Shield Two Cent Piece (1864-1873)
Economic turmoil during the American Civil War caused the public to hoard coins leading them to vanish from circulation. To fill the gap, some entrepreneurs came up with bronze cent-sized private tokens. The use of such emergency pieces didn’t escape the notice of the US Mint. The Shield Two Cents was the Mint’s response to fix the coin shortage problem.
History of the Shield Two Cent Piece
A two-cent coin had already been proposed by Connecticut Senator Uriah Tracy in 1806. Since his bill provided that the piece be made from debased silver, he received opposition from Mint Director Robert Patterson as refining silver from melted-down pieces proved difficult.
Despite that, the Mint considered making a two-cent piece again in 1836. Engraver Christian Gobrecht together with Melter and Refiner Franklin Pierce conducted experiments using debased silver. The idea, again, never came to light because Pierce proved that it could easily be counterfeited.
In a letter addressed to Treasury Secretary Salmon P. Chase on December 8, 1963, Mint Director James Pollock recommended issuing two-cent coins made from French bronze. Two designs by Chief Engraver James B. Longacre were submitted, with the shield and arrows design chosen by both Pollock and Chase.
Since citizens were starved for coins during the war, the appearance of the Shield Two Cent coin was most welcome when it appeared in 1864. Nearly 20 million business strike examples were made in the coin’s first year, but that output declined annually after that. One reason for the decline in production can be attributed to the reappearance of coins in circulation after the war.

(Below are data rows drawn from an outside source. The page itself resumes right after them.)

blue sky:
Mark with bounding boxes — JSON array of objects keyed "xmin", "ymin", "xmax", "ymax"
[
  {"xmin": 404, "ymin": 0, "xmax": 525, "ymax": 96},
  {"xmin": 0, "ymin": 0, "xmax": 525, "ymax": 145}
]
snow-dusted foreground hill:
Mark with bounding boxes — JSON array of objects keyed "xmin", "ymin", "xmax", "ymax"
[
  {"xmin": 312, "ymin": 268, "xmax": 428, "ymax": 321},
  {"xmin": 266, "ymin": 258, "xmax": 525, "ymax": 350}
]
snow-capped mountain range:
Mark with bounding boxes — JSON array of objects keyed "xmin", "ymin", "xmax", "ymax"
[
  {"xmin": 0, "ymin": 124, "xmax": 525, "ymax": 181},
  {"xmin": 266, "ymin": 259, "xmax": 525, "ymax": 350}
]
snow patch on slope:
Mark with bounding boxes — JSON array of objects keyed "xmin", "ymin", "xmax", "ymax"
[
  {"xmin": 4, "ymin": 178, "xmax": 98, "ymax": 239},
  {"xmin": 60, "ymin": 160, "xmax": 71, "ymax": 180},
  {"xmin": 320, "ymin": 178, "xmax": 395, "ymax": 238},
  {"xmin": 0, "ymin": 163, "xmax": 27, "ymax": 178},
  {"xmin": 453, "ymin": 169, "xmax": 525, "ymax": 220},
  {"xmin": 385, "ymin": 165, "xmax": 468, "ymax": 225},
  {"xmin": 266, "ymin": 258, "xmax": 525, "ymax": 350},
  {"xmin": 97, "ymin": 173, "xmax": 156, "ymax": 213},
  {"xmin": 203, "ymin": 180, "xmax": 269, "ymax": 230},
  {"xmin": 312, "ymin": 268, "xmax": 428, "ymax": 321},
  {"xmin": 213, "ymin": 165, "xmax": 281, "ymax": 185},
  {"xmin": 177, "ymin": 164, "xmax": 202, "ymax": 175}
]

Production of the Shield Two Cent piece was ceased after 10 years.
Design of the Shield Two Cent Piece
US coins never contained references to a Supreme Being but all that was about to change with the religious fervor caused by the Civil War. A Baptist minister called Reverend Mark R. Watkinson from Ridleyville, Pennsylvania wrote to Chase in 1861 asking for some form of recognition of God in US coins.
Legislation passed on April 22, 1864 gave discretionary authority to Treasury officials regarding inscriptions. As such, the motto IN GOD WE TRUST was chosen to appear on the coin. The words appear on the obverse and in a ribbon located above the shield. The date appears below the shield.
The reverse of the coin features a simple wreath surrounding the value of the coin: 2 CENTS, with the words UNITED STATES OF AMERICA encircling them.
Collecting the Shield Two Cent Piece
It is possible to complete a collection of the Shield Two Cents by date and mint. After all, only the Philadelphia Mint was making them. Many, however, choose to collect by type. In 1864, a Small Motto Shield Two Cent piece and Large Motto Shield Two Cent coin were released.
The 1873 Shield Two Cents were the last in the series, and all coins produced were proofs. The 1873 Shield Two Cent proofs come in two varieties: one with a closed three and the other with an open 3.
Although the coin was not successful, it did leave a legacy: it was the first piece to feature the motto IN GOD WE TRUST – a motto that is now in all US coins.